A______ a rappelé à B______ ses obligations de confidentialité et de s'abstenir de contacter les clients de celle-ci.

e. Le 11 janvier 2013, A______ a déposé une plainte pénale contre inconnu, complétée courant 2013 puis dirigée contre B______, pour violation du secret de fabrication ou du secret économique, vol, soustraction de données, recel, gestion déloyale, diffamation, calomnie, dénonciation calomnieuse et pour avoir induit la justice en erreur.

Cette procédure a été enregistrée sous le numéro de cause P/1______/2013.

f. Par courrier du 4 avril 2013, le conseil de B______ a adressé à A______ une copie de sa correspondance du jour même adressée à Me J______, avocat au sein de l'Etude D______, dont la teneur était la suivante: "mon client me transmet les courriers que vous lui avez expédiés à l'adresse de [A______], certains depuis 2012 déjà. Il n'en avait pas pris connaissance avant que vous les lui acheminez à son domicile privé, [A______] n'ayant pas jugé utile de l'informer de ces correspondances, quand bien même ces dernières le mettaient en cause personnellement. [ ] il est temps pour [B______] de vous fournir toutes explications utiles, tant sur l'absence de responsabilité de sa part quant à la situation que vous décrivez - soit la gestion du I______ -, que sur la diligence et les scrupules qui ont été les siens et qui, en fin de compte, lui ont couté son poste de travail. Je vous propose dès lors de nous rencontrer".

g. Par requête de mesures superprovisionnelles et provisionnelles du 18 avril 2013, A______ a saisi le Tribunal des prud'hommes afin qu'il soit fait interdiction à B______ de communiquer à tout tiers tout document, information ou opinion, directement ou indirectement en lien avec son travail pour elle, en particulier à l'Etude D______ et/ou Me J______.

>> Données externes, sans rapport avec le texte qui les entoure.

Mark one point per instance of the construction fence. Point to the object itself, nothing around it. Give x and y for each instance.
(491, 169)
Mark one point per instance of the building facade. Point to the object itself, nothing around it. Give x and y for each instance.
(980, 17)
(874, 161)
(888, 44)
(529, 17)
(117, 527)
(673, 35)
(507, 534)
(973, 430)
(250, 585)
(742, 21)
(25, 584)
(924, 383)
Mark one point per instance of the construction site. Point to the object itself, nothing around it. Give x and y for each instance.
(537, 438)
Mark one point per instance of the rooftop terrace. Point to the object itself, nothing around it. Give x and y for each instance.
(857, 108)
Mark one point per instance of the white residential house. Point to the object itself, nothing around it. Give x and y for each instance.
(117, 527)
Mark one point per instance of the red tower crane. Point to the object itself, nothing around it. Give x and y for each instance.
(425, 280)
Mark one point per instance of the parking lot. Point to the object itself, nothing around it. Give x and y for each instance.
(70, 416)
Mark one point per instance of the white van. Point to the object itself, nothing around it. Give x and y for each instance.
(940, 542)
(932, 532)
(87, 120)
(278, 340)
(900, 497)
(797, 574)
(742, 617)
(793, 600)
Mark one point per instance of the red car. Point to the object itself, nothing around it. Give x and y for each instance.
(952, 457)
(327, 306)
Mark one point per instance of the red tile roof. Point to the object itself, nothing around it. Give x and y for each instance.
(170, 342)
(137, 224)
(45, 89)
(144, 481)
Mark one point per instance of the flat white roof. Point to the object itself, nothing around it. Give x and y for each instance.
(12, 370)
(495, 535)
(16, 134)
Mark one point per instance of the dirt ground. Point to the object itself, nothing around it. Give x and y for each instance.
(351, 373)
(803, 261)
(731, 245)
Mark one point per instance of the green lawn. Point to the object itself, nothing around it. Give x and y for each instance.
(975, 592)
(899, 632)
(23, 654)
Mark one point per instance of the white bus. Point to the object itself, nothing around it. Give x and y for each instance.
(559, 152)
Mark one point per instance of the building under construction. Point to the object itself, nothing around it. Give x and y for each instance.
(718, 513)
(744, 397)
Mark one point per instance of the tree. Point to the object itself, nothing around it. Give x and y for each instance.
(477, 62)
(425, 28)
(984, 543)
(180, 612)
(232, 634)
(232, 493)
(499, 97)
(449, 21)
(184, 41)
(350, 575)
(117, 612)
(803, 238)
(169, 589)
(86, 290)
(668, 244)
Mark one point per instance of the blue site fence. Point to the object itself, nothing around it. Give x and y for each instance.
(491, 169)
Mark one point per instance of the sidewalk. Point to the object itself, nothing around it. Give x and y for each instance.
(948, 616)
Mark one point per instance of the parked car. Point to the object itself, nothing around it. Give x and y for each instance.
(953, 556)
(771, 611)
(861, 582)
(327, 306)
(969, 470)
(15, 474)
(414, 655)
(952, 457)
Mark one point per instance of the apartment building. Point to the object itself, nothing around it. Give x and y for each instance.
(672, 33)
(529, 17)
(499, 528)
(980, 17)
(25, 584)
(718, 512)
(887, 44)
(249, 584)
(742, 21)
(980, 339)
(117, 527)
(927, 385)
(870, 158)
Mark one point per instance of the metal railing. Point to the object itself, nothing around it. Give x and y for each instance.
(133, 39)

Par décisions des 19 avril et 4 juillet 2013, le Tribunal a fait droit à la requête susmentionnée.

h.a Par acte déposé le 19 août 2013 au greffe du Tribunal, après l'échec de conciliation, B______ a assigné A______ en paiement de la somme de 108'450 fr., avec intérêts à 5% dès le 30 avril 2013, à titre de dommage pour licenciement abusif. Il a également requis l'établissement d'un certificat de travail conforme au poste occupé et à la qualité objective de son travail.

Cette procédure a été inscrite sous le numéro de cause C/6479/2013.

B______ a, en substance, allégué que A______ l'avait licencié pour un faux motif. Dès septembre 2011, il avait fait part à celle-ci de ses inquiétudes s'agissant de la gestion du I______, les fonds ayant "changé d'ayant droit par le truchement d'une construction juridique mise en place par [A______] à des fins étrangères aux intérêts des ayants droits". Ses inquiétudes s'étaient confirmées lorsque l'Etude parisienne C______, mandatée par les réels bénéficiaires dudit trust, l'avait contacté, ainsi que A______. Une rencontre avait eu lieu entre lui, l'Etude précitée et Me J______, lors de laquelle il avait fourni toutes les explications utiles sur l'absence d'acte de sa part dans la gestion du I______. Ces derniers l'avaient alors assuré qu'il ne serait pas inquiété par les dénonciations pénales qui allaient être déposées pour blanchiment d'argent, gestion déloyale et abus de confiance en relation avec la gestion dudit trust. Ces dénonciations pénales avaient conduit à l'ouverture de la procédure pénale P/2______/2013.

Préalablement, il a notamment conclu à la production des pièces du dossier pénal P/2______/2013.

h.b Dans sa réponse, A______ a conclu au déboutement de B______ de toutes ses conclusions, sous suite de frais judiciaires et dépens.

Elle a, en substance, allégué que B______ avait violé son devoir de fidélité en raison de son blog, ainsi que son devoir de confidentialité en transmettant des informations sur le I______ à des tiers, en 2012 déjà. Il avait ainsi porté atteinte à sa réputation.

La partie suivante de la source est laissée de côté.